Massive data breach hits Indonesian Election Commission’s website: 204 million voter records stolen and allegedly being sold on dark web

INDONESIA – The official website of Indonesia’s General Election Commission (Komisi Pemilihan Umum or KPU) has fallen victim to a hacker named Jimbo, with 204 million voter records being compromised.

The anonymous hacker claims to have successfully breached the site, kpu.go.id, and obtained sensitive voter data.

Pratama Persadha, Chairman of the Cyber Security Research Institute CISSReC, revealed that Jimbo shared 500,000 sample data on BreachForums, a dark web forum platform notorious for trading hacked information.

Additionally, screenshots from the website https://cekdptonline.kpu.go.id/ were posted to validate the accuracy of the acquired data.

Jimbo’s loot reportedly contains 252 million entries, including duplicated records. After filtering, approximately 204,807,203 unique entries remain, nearly matching the total number of registered voters in the KPU’s Permanent Voters List (DPT) across Indonesia’s 514 districts and cities, as well as 128 representative countries.

Screenshots from BreachForums. (Photo: the documentary of Cyber Security Research Institute CISSReC via BBC Indonesia)

The compromised data encompasses crucial personal information such as National Identity Numbers (NIK), Family Card Numbers (KK), Identity Card Numbers (KTP), full names, gender, birthdate, birthplace, marital status, complete address, residential codes, sub-districts, and regional codes.

Pratama warned that Jimbo offers this extensive dataset for a staggering US$74,000 or approximately IDR 1.2 billion. He also confirmed that CISSReC independently verified a random sample through the cekdpt website, finding a match with Jimbo’s shared data, including the Polling Station Numbers (TPS) where voters are registered.

One alarming revelation from Jimbo’s screenshots indicates possible access to the KPU’s administrative dashboard.
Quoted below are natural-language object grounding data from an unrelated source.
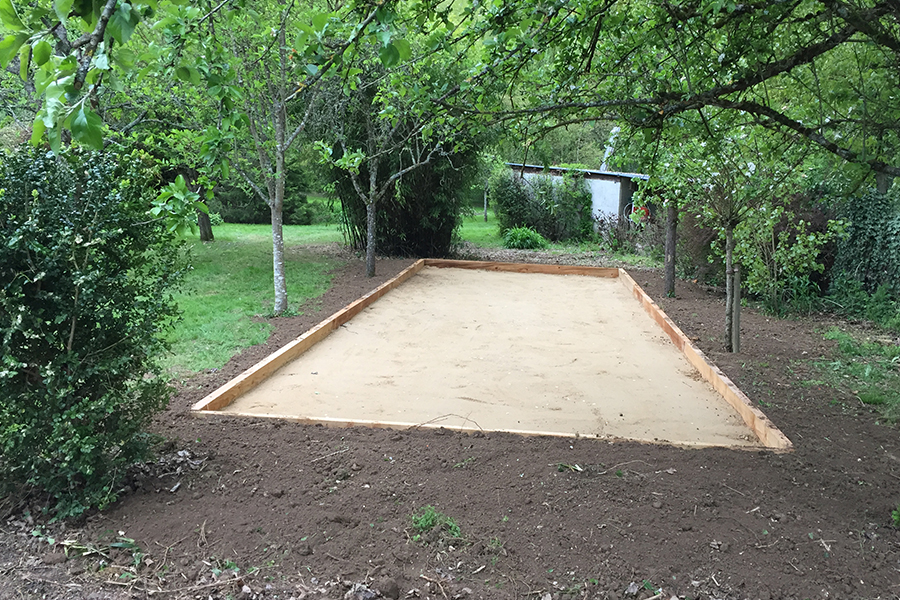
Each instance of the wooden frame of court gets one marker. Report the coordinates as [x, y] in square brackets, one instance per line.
[767, 433]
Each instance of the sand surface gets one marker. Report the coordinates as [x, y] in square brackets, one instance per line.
[517, 352]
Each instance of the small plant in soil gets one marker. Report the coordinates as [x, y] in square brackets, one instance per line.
[428, 519]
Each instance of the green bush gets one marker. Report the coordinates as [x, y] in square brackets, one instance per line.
[558, 209]
[870, 252]
[523, 238]
[85, 281]
[780, 254]
[849, 297]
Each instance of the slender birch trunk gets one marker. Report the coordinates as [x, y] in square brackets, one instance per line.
[729, 287]
[671, 241]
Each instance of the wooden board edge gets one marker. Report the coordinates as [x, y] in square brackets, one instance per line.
[227, 393]
[766, 431]
[401, 426]
[484, 265]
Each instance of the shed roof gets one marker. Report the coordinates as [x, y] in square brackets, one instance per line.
[588, 173]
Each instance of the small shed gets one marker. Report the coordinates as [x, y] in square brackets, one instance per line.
[611, 192]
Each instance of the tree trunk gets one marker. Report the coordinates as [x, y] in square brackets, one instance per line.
[736, 310]
[883, 182]
[205, 226]
[671, 240]
[729, 286]
[278, 261]
[370, 239]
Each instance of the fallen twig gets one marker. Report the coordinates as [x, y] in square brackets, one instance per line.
[195, 588]
[329, 455]
[444, 417]
[435, 581]
[733, 490]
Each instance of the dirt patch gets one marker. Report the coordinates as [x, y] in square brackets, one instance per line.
[320, 512]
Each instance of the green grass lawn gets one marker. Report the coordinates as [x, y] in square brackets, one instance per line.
[230, 285]
[476, 231]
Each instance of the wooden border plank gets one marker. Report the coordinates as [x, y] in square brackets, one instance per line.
[756, 420]
[399, 425]
[522, 267]
[262, 370]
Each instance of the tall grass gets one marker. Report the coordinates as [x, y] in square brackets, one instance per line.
[228, 294]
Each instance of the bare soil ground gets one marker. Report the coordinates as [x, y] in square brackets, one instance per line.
[247, 509]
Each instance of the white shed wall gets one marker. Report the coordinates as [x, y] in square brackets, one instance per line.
[604, 194]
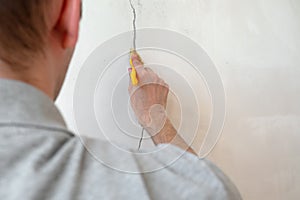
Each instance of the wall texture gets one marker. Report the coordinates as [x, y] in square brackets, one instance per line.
[255, 45]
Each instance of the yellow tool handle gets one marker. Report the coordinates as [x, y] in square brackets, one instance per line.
[133, 74]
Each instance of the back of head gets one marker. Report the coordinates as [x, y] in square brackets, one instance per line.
[22, 30]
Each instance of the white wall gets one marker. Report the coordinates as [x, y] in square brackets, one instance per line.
[256, 47]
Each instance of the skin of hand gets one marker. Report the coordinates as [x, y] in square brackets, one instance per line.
[149, 97]
[149, 101]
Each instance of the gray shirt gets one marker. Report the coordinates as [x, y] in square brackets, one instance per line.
[41, 159]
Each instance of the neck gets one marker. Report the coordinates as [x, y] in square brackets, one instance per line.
[35, 75]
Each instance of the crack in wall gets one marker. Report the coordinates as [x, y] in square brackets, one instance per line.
[133, 23]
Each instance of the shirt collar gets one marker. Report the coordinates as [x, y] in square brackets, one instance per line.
[23, 104]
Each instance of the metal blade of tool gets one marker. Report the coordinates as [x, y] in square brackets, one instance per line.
[134, 48]
[134, 24]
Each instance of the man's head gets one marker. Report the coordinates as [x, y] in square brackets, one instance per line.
[37, 41]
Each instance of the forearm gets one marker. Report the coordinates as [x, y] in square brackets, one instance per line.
[168, 134]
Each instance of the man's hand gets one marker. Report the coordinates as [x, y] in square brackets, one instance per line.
[149, 101]
[149, 97]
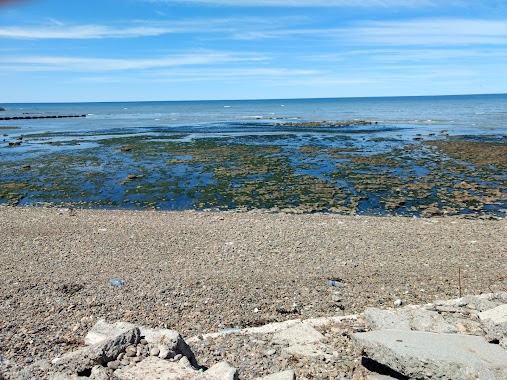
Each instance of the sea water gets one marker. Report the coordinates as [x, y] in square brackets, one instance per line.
[80, 159]
[460, 115]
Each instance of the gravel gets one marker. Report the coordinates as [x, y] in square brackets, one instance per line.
[200, 272]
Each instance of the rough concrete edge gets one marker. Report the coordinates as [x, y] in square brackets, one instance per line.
[275, 327]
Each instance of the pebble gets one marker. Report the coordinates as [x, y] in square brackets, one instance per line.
[114, 365]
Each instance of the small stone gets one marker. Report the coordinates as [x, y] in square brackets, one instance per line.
[113, 365]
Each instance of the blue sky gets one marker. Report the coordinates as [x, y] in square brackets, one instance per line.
[119, 50]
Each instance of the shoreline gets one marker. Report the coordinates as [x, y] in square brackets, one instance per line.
[199, 272]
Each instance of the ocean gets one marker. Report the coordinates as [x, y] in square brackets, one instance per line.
[310, 139]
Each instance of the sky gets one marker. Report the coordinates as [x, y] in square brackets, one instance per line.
[138, 50]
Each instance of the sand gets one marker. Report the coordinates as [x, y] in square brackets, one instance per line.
[198, 272]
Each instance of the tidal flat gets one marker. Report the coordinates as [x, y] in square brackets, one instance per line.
[299, 168]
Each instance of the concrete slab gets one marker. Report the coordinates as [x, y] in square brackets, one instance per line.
[285, 375]
[430, 355]
[494, 323]
[298, 334]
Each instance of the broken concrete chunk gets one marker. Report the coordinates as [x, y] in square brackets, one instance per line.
[100, 373]
[103, 330]
[409, 319]
[154, 368]
[378, 319]
[168, 342]
[109, 350]
[98, 354]
[429, 355]
[285, 375]
[494, 324]
[221, 371]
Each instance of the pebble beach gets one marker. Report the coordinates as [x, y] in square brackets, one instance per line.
[203, 272]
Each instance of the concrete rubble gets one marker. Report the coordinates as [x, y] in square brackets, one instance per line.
[458, 339]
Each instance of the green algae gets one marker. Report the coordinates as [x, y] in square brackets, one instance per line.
[172, 172]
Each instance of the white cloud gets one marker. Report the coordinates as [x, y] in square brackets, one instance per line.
[432, 32]
[82, 32]
[50, 63]
[307, 3]
[204, 74]
[137, 28]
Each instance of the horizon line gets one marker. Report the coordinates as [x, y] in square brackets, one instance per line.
[258, 99]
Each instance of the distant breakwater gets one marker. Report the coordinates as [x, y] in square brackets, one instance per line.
[39, 117]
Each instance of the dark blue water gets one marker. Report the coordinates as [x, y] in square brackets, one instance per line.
[460, 115]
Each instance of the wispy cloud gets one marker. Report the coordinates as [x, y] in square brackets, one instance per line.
[306, 3]
[50, 63]
[57, 29]
[82, 32]
[415, 32]
[432, 32]
[205, 74]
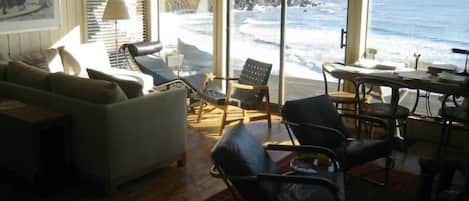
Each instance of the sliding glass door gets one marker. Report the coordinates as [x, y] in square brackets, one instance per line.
[255, 33]
[186, 31]
[313, 36]
[419, 33]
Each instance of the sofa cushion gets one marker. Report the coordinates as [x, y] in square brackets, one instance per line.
[96, 91]
[24, 74]
[131, 88]
[48, 60]
[3, 71]
[77, 58]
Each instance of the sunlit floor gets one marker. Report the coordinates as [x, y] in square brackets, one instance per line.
[193, 182]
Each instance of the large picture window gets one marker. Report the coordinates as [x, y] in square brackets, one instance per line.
[399, 28]
[186, 31]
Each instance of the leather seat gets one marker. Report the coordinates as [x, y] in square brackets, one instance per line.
[384, 110]
[315, 121]
[457, 113]
[362, 151]
[242, 160]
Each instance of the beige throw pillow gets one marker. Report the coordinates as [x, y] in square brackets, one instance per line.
[131, 88]
[71, 65]
[48, 60]
[95, 91]
[77, 58]
[24, 74]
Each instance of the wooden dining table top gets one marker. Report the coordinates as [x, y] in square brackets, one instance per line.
[443, 83]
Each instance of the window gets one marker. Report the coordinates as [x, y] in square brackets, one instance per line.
[399, 28]
[255, 33]
[132, 30]
[312, 37]
[186, 31]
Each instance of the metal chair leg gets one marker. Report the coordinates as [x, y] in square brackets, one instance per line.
[201, 106]
[223, 120]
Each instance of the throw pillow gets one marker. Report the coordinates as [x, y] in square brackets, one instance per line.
[24, 74]
[77, 58]
[48, 60]
[131, 88]
[95, 91]
[71, 65]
The breach likely occurred through phishing, social engineering, or malware, prompting CISSReC to issue a vulnerability alert to the KPU Chairman on 7 June 2023.
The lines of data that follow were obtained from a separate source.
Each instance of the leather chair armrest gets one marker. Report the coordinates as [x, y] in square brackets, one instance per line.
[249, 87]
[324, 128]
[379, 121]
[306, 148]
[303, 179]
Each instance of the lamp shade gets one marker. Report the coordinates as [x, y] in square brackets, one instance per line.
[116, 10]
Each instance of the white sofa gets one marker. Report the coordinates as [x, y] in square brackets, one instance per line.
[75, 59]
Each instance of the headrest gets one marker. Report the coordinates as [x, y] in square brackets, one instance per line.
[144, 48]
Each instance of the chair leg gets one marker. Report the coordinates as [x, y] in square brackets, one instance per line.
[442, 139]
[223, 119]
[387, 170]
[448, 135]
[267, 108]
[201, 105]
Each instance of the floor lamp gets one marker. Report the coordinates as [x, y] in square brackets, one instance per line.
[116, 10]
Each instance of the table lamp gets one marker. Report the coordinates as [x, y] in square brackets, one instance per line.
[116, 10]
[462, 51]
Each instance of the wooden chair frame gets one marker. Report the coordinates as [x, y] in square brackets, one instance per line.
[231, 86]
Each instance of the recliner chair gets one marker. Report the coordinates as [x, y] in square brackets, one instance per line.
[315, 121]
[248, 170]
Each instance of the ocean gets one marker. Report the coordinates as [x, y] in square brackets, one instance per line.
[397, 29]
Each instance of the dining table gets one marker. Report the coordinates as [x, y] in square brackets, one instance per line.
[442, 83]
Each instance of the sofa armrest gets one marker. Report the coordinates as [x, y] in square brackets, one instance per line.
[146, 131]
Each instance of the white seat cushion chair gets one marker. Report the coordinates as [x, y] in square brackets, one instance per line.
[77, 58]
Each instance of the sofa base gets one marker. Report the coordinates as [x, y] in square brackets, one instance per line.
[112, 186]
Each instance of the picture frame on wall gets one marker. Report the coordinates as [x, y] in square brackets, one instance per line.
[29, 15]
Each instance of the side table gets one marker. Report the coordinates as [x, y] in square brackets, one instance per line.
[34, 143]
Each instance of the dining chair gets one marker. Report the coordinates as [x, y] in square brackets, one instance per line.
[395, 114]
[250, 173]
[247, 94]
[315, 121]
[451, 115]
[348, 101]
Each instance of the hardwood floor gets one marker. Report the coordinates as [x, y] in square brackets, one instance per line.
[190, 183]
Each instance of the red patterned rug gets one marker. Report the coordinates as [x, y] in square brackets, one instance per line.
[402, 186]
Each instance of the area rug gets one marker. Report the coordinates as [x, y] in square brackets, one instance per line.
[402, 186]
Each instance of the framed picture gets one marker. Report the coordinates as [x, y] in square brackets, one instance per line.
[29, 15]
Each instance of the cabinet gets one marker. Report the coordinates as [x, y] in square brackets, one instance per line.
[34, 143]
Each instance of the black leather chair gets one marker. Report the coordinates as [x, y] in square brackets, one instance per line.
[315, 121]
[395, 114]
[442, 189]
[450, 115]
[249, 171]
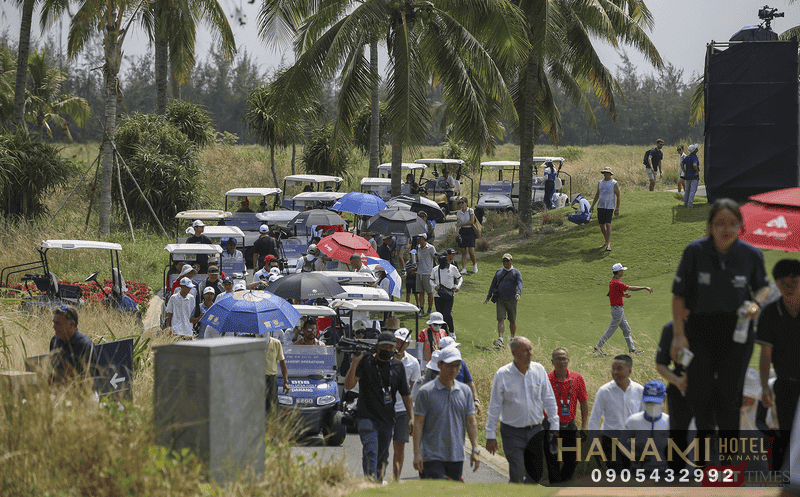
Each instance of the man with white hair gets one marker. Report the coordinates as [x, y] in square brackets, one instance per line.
[401, 435]
[179, 310]
[521, 393]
(Photo: the documentary of Cyber Security Research Institute CISSReC via BBC Indonesia)

Expressing the gravity of the situation, Pratama emphasized the potential threat to democratic elections. If Jimbo indeed holds admin credentials, there is a risk of manipulating vote tallying results, potentially sparking nationwide unrest.
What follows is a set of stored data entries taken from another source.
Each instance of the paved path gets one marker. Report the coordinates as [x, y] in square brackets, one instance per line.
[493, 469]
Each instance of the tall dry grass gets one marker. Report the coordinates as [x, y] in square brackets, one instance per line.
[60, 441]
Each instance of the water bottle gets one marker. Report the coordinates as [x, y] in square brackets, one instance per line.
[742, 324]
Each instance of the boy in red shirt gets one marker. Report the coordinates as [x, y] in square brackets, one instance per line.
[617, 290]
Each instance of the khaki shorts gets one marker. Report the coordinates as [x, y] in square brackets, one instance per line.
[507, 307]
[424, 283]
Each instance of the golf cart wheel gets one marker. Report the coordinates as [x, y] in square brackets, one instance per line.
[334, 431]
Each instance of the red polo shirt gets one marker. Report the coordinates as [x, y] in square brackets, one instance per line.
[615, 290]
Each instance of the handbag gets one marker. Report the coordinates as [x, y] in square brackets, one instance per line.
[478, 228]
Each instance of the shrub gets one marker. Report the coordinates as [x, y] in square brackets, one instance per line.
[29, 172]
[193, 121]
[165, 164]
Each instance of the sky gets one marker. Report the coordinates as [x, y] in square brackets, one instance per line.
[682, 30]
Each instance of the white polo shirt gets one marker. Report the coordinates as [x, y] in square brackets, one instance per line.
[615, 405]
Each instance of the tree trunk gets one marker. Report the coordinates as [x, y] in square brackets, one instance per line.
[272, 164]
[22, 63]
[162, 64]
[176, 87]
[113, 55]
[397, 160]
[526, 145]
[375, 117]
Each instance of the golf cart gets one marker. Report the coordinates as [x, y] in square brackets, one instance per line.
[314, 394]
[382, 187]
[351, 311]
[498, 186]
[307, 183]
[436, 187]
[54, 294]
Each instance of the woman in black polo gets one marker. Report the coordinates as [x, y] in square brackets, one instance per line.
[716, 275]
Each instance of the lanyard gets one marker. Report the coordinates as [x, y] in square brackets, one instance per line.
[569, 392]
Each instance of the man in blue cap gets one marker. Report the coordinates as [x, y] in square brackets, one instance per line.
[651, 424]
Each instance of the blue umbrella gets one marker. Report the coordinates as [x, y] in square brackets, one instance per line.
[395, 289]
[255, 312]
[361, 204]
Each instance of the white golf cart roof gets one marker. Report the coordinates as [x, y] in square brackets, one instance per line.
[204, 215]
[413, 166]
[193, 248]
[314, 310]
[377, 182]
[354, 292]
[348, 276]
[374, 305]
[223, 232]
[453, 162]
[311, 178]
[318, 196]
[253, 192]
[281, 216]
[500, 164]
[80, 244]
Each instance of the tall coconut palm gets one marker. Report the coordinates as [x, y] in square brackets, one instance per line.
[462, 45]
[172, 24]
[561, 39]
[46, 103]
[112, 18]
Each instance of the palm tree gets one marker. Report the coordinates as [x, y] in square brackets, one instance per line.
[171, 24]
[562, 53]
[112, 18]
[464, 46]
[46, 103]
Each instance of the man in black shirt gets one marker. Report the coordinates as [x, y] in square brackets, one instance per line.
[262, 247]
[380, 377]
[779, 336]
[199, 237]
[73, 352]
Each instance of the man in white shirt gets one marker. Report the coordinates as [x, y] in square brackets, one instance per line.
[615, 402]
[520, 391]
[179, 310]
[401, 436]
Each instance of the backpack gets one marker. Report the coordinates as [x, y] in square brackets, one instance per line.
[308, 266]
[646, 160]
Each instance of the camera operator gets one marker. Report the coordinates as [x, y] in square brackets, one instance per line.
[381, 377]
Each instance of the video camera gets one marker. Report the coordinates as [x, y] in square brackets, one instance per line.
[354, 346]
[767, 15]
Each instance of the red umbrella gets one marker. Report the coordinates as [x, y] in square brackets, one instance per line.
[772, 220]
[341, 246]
To address the breach, CISSReC recommended an immediate audit and forensic examination of the KPU’s security systems and servers. They also advised the KPU’s IT team to change usernames and passwords for all accounts with system access to prevent further unauthorized use.

KPU Chairman Haysim Asy’ari assured the public that the KPU is actively coordinating with the Indonesian National Police, the National Cyber and Crypto Agency (BSSN), the State Intelligence Agency (BIN), and the Ministry of Communication and Information Technology (Kemenkominfo) to address the situation.

In response, Deputy Minister of Communication and Information Nezar Patria stated that Kemenkominfo is awaiting detailed information from the KPU to ascertain the nature of the data breach, whether it originated from internal systems or other factors.

Meanwhile, Minister of Communication and Information Budi Arie Setiadi has sent an official letter to the KPU, seeking clarification on the alleged data leak in the Voter List for the 2024 Election. He emphasized the concurrent collection of information by Kemenkominfo to support the investigation.

Budi also reminded all Electronic System Organizers (PSE), both public and private, to enhance their cybersecurity capabilities to protect the personal data they manage.

This incident echoes previous breaches in 2020, where 2.3 million Indonesian citizens’ and voters’ data was allegedly leaked by a hacker using the anonymous account “Underthebreach” on a hacking forum.

Two years later, in 2022, the account “Bjorka” claimed control over 105 million Indonesian resident data, obtained through a KPU site breach, selling it for approximately IDR 77 million on BreachForums.

Annisa N. Hayati, a researcher from the Institute for Policy Research and Advocacy (ELSAM), highlighted the recurring issue of incomplete investigations into KPU data breaches. She pointed out the pattern of denial following each incident, emphasizing the need for thorough and transparent investigative processes to address such security lapses.

“Now, typically, whenever there’s a leakage incident, the response is always denial,” clarified Annisa.